Excerpts from article originally posted May 26, 2017 | Scott LaFee and Heather Buschman, PhD in Newsroom

Robert Naviaux, MD PhDIn a small, randomized Phase I/II clinical trial (SAT1), researchers at University of California San Diego School of Medicine say a 100-year-old drug called suramin, originally developed to treat African sleeping sickness, was safely administered to children with autism spectrum disorder (ASD), who subsequently displayed measurable, but transient, improvement in core symptoms of autism.

“The purpose of CDR is to help protect the cell and jump-start the healing process,” said Naviaux, by essentially causing the cell to harden its membranes, cease interaction with neighbors and withdraw within itself until the danger has passed.
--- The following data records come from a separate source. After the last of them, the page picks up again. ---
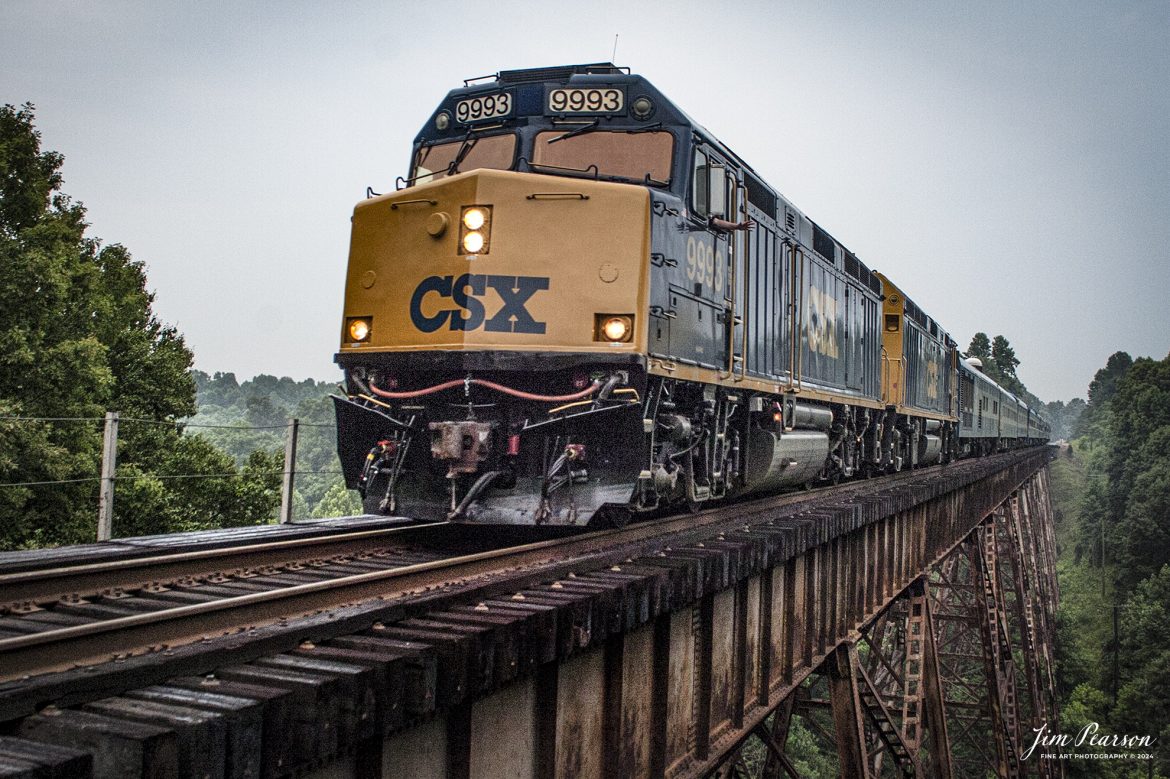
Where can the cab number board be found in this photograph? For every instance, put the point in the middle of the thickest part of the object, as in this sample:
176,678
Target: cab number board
484,107
605,100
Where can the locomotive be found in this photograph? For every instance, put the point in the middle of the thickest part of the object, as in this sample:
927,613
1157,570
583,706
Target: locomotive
555,321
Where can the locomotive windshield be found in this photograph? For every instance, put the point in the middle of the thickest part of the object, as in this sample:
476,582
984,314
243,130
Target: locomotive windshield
435,161
634,156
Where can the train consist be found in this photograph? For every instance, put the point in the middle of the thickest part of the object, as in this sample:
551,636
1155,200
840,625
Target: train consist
580,307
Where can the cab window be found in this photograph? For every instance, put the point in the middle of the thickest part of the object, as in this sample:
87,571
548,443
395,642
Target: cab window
641,157
713,188
438,160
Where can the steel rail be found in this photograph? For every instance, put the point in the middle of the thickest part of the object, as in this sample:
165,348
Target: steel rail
48,585
159,631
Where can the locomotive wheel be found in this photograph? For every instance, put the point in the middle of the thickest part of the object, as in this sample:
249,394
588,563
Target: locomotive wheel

“But sometimes CDR gets stuck,” Naviaux said. “This prevents completion of the natural healing cycle and can permanently alter the way the cell responds to the world. When this happens, cells behave as if they are still injured or in imminent danger, even though the original cause of the injury or threat has passed.”

At the molecular level, cellular homeostasis or equilibrium is altered, creating an abnormal cellular response that leads to chronic disease. “When this happens during early child development,” said Naviaux, “it causes autism and many other chronic childhood disorders.”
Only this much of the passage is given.